Essentially, containers break up applications into smaller code packages, each containing the basic operating system (OS) that it needs to run independent of the environment where it is hosted. Container orchestration software (like Kubernetes) provides the programming layer that enables containers to knit themselves together to form enterprise solutions.

With containers, programmers do not need to rewrite their application code to run on new cloud platforms and operating systems. They can code applications just once, as containerization imbues them with the ability to run virtually anywhere.

Because the migration of containers between cloud platforms or providers can be achieved by downloading them onto the new servers, containers allow for easy scaling of applications as well as seamless cloud portability.

Container Security Risks

Containers come with security-related limitations that organizations should investigate before building applications that leverage their capabilities. Containers in the cloud are less secure and do not have the same security boundaries as VMs.

Hackers can exploit weak points and vulnerabilities in the underlying OS to gain access to the container, and can also exploit the containers to access underlying servers. Fortunately, there is a way to limit the impact of such attacks on the enterprise.

Protect Container Data

Just like other data sources, containers need to be protected. Organizations that increasingly rely on containerization technology for critical IT functions must put in place appropriate safeguards to minimize downtime and disruptions to business operations and ensure business continuity.

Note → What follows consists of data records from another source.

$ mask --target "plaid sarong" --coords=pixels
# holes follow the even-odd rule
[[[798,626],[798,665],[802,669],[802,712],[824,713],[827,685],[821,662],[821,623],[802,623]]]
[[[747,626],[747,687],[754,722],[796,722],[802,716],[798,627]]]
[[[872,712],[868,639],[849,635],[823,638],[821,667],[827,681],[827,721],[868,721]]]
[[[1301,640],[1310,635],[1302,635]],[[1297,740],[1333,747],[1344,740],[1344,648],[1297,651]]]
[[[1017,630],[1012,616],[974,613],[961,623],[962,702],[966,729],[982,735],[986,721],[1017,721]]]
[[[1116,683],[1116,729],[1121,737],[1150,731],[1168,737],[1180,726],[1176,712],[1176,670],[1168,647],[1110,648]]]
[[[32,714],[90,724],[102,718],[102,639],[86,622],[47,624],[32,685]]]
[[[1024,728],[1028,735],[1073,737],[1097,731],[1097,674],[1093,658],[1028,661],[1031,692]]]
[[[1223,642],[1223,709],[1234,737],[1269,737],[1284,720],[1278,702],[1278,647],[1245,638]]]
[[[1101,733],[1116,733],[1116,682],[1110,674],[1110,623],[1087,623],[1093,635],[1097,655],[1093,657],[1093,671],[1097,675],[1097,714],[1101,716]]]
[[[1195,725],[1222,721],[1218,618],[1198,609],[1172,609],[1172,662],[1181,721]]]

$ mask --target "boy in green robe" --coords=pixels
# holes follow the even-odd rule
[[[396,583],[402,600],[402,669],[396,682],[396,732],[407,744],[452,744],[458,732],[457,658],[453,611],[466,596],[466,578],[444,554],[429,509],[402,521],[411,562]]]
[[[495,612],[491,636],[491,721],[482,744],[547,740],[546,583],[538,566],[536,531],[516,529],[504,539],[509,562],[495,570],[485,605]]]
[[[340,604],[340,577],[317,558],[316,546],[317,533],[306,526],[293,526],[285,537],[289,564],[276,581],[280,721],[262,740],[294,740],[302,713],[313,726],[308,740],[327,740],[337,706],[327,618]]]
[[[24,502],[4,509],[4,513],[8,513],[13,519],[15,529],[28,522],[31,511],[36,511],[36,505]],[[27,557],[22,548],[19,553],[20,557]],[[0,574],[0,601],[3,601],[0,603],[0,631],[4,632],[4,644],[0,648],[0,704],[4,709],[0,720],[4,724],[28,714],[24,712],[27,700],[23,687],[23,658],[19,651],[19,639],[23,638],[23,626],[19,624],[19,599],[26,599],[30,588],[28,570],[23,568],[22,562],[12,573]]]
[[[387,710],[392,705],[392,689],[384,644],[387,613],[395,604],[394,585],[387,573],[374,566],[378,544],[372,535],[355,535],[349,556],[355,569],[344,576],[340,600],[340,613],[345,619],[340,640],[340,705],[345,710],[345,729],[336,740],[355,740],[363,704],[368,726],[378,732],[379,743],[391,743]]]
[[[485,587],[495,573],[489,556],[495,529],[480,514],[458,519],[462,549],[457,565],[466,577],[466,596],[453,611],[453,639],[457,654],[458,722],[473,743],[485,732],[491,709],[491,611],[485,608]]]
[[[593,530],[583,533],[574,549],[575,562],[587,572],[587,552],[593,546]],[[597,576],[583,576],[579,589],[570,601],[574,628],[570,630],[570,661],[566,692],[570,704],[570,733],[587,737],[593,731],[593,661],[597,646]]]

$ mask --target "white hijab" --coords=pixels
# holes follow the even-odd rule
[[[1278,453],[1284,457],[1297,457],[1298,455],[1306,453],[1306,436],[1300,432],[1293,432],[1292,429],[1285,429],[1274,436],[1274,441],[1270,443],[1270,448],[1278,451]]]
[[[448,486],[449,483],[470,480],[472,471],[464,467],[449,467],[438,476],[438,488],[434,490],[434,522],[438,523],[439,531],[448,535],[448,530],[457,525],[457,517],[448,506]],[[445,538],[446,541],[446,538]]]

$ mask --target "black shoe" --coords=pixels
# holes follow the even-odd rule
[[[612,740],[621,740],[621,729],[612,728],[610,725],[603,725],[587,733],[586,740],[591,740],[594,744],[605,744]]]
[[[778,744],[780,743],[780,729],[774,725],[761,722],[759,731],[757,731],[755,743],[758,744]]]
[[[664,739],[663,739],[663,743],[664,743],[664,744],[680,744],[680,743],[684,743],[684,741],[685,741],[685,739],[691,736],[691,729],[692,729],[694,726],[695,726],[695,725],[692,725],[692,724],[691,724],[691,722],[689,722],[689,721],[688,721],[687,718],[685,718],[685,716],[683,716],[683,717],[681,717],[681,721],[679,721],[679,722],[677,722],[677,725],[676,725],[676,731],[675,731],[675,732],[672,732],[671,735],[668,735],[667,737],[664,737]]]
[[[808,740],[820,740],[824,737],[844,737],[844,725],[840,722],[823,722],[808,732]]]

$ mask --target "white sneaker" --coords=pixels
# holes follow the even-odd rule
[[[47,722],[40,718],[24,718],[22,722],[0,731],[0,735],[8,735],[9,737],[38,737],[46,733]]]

Containers are instances of short-lived microservices or applications that can be scaled to meet application loads. In the event of a failure, the container can be restarted and reconfigured from the code. This means there is no need to back up containers themselves.

Ideally, containers should be shut down once they are longer in use. Most developers continue to launch container-based applications and forget to go back and scale down the number of containers in operation. This locks down cloud-based resources and can cost organizations a lot more for resources that deliver no benefit.

Container Persistence

While containers were originally intended to be short-lived, the reality of enterprise data management meant that application data should extend beyond the lifetime of any single container. Data persistence was added to container infrastructures, creating the need for backup mechanisms to protect container data.

Recent implementations of container technology store application data on the same host as the container, usually in the folder associated with the container. If the container is lost, the application data is lost as well.